In the world of writing and illustrating, careers take many forms and many paths. Some professionals develop their skills in full view, starting small and gradually taking on more ambitious projects. Others seem to burst onto the scene out of nowhere, wielding masterful writing or illustrating skills. Author-illustrator Lauren Soloy falls into the latter category.
Soloy’s gorgeous debut picture book, When Emily Was Small (Tundra Books, 2020), was launched to much acclaim. Three more picture books followed in quick succession: Etty Darwin and the Four Pebble Problem (Tundra Books, 2021); I’s the B’y (Greystone Kids, 2022); and A Tulip in Winter: A Story About Folk Artist Maud Lewis (Greystone Kids, 2023).
Her new book, The Hidden World of Gnomes (Tundra Books, June), offers something different from her three biography-inspired picture books: an expansive glimpse into Soloy’s imaginary world filled with gnomes who spend their days collecting twigs, making gnome cookies, and minding treasure caves. “It’s Busytown crossed with A Hole Is to Dig, crossed with My First Book of Nature,” Soloy says. “And then you just throw gnomes in there.”
Although Soloy has accomplished a lot in a short time, it took years to develop her skills and find her artistic path. She graduated with a visual arts degree in 2002, went back to school to become a furniture maker, and eventually started making wooden toys and whirligigs.
Even back then, her penchant for storytelling shone through. “I always wanted to do stories for the whirligigs,” she says. “It was always like, ‘Oh, and these two people got in a boat and then they sailed off the end of the world.’ I was always interested in images working with words in stories.”
Soloy found her true vocation while reading to her own children; she realized she wanted to be a picture book illustrator.
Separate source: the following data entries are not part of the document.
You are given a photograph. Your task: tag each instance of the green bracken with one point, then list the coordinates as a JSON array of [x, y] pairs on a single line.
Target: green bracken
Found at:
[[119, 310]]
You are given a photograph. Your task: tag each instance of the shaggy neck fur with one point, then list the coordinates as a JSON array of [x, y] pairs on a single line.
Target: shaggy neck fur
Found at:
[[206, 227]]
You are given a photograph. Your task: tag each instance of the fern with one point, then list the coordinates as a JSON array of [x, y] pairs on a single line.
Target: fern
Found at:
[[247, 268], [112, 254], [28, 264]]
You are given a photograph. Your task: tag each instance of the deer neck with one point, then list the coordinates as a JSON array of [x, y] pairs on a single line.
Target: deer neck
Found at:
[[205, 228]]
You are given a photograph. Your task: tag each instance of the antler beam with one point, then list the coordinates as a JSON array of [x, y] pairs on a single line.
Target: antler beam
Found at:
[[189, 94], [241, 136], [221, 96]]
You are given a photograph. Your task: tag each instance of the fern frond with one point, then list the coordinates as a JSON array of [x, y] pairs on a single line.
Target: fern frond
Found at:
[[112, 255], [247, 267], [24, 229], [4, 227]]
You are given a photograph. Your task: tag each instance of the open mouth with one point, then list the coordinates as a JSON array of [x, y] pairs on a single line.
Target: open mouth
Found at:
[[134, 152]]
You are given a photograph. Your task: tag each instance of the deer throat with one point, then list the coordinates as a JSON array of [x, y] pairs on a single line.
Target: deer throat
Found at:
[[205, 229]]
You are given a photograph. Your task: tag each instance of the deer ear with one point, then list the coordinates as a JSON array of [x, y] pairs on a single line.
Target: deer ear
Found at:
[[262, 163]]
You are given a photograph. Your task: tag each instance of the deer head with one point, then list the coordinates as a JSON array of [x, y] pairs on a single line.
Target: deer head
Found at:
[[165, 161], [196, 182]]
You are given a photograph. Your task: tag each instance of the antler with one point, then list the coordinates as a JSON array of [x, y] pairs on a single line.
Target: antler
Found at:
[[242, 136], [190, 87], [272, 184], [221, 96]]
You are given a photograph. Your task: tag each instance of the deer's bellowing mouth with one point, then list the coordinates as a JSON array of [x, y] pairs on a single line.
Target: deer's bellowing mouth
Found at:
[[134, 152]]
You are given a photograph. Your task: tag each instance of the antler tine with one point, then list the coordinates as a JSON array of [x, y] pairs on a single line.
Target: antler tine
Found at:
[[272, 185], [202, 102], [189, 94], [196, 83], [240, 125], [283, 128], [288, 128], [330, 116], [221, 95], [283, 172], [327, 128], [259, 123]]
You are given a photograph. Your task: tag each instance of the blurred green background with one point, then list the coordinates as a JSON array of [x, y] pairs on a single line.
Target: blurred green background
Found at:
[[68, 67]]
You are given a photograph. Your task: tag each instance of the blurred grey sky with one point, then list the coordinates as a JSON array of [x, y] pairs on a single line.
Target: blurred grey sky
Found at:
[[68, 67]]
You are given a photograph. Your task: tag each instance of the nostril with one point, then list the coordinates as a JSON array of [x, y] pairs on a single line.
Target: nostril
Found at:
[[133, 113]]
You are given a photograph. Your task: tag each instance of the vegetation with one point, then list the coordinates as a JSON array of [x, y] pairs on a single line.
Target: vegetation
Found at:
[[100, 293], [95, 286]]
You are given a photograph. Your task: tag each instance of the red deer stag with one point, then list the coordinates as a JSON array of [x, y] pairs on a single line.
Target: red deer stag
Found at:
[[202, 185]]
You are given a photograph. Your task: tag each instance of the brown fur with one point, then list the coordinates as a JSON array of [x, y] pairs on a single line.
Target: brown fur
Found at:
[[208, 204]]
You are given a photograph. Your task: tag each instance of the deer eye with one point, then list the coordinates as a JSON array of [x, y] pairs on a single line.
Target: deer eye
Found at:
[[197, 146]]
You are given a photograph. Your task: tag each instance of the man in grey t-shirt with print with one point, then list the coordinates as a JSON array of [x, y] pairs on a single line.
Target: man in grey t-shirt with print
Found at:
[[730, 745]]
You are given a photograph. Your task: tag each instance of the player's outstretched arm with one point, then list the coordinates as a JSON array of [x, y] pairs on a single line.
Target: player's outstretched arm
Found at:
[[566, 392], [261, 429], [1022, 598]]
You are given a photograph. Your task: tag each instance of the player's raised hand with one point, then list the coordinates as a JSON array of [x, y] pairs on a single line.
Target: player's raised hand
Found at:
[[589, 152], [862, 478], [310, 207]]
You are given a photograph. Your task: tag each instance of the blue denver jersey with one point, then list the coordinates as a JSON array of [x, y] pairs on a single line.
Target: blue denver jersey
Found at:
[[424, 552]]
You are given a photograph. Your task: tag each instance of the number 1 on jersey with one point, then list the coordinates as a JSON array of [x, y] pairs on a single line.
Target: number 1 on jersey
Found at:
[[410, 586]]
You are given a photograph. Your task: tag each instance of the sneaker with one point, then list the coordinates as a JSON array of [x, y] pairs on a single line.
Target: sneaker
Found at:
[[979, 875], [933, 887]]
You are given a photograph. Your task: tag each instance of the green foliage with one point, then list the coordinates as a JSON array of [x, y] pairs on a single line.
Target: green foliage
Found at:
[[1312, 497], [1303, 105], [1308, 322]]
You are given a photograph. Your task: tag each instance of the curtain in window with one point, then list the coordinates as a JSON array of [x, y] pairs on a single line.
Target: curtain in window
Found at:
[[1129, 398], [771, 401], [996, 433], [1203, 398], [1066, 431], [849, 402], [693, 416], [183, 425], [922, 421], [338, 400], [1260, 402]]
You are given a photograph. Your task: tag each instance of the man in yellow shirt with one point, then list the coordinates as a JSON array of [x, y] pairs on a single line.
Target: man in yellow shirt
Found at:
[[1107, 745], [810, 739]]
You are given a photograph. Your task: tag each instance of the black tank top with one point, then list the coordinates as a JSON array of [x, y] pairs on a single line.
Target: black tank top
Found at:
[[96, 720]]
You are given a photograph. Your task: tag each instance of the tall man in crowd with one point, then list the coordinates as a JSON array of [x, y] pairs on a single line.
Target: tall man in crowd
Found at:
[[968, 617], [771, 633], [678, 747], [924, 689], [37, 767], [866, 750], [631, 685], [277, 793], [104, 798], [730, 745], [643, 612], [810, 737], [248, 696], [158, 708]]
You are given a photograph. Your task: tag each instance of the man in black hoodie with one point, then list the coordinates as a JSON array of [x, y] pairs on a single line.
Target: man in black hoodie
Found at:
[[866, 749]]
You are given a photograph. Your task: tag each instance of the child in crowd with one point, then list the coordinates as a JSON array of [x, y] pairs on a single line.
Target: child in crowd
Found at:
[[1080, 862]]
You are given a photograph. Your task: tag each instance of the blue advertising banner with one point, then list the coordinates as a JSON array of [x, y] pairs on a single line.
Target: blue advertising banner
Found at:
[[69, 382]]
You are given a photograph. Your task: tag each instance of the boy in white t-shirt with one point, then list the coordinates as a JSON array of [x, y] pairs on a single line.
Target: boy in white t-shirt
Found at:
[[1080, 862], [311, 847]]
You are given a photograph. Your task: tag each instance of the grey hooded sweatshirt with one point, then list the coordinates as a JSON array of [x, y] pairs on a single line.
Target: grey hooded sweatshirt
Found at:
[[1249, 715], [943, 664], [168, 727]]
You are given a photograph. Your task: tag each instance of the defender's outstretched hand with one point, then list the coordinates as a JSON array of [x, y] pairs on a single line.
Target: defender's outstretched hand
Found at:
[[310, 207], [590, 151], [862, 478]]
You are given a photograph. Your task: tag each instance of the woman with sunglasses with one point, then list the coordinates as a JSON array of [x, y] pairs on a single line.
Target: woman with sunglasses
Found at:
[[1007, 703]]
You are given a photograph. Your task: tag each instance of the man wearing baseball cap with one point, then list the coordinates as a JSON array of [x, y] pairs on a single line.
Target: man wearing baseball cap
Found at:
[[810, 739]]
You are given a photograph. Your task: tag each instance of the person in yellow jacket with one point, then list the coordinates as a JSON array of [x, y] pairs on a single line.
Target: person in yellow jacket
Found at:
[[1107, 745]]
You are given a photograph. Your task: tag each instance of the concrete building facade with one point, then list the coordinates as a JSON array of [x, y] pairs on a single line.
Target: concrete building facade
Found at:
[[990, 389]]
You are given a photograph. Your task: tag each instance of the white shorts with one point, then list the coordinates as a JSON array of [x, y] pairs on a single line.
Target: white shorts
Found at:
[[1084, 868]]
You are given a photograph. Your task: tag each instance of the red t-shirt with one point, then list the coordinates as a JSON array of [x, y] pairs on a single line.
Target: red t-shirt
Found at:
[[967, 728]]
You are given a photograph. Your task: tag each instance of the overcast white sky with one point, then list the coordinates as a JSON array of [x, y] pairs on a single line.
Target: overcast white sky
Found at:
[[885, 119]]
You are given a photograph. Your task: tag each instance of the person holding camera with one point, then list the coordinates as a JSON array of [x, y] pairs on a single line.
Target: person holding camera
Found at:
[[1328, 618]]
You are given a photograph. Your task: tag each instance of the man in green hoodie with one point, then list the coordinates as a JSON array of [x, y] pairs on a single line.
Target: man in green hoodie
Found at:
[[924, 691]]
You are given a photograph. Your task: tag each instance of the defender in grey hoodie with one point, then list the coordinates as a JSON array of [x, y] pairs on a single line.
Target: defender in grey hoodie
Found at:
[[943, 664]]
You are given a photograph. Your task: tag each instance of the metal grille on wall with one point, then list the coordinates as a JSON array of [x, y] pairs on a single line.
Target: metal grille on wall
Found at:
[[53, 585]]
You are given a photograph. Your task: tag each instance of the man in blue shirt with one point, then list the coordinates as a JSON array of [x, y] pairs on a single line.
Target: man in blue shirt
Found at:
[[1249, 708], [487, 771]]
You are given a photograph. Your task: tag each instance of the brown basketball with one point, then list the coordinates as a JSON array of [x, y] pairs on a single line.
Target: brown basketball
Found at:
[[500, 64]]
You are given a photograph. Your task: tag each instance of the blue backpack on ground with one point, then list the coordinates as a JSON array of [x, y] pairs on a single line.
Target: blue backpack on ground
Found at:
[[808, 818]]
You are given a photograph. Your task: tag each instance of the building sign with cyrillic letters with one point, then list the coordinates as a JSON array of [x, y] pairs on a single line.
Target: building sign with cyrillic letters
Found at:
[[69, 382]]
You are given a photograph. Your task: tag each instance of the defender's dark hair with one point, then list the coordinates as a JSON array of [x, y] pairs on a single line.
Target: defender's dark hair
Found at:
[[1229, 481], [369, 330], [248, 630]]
She decided to focus on learning to illustrate while she was home with her kids, and about four years later, she was ready to start submitting to publishers.
Much of Soloy’s work is inspired by her Nova Scotia home, from the 150-year-old house with a view of the Annapolis River to an enormous oak tree that’s strong enough to hold 11 kids at a time and a garden that yields enough fruit and vegetables to keep Soloy and her family snacking outside all summer long.
In short, it’s the perfect home for gnomes. “I always felt like there was more in [the garden] than I was adding,” Soloy says. “I would plant violas one year and the next year a viola would pop up under the kids’ slide. So I started imagining and drawing these little helpers. When I’m in-between projects or I just feel like doodling, I always doodle gnomes.”
It was Tundra Books editor Samantha Swenson who suggested building a book project around Soloy’s gnomes. In response, Soloy wrote down everything she’d imagined over the past decade and drew about 150 pages of thumbnails.
Despite years of preparation, the work was challenging. At first Soloy struggled with the idea of giving the gnomes individual personas – she saw them as more of a collective, like the bees she keeps. “I think that’s why my very first instinct was not to have characters,” she says. “They’re a collective and they work together. But it took me a minute to realize they could still do that, even with names and personalities.”
Fortunately, as soon as Soloy made this realization, names such as Puckle Swift, Hotchi-Mossy, and Billy Button came pouring out. “All of their personalities came out, too,” Soloy says. “The little jobs that they do. I was like, well somebody has to collect things … oh, that’s Twiggy Dell, obviously. They all kind of arrived fully formed when I sat down.”
As in all her work, readers will find Soloy’s sense of wonder on every page. “I want to weave a kind of enchantment for my readers,” she says. “Then maybe they go outside and see a leaf moving in the wind or a flower where there shouldn’t be a flower or something odd out of the corner of their eye.”
In short, Soloy wants to share her own magical lens with the world. “It was such a pleasure to contemplate tiny moments of joy and connection and then to write and illustrate them into the lives of these tiny gnomes.”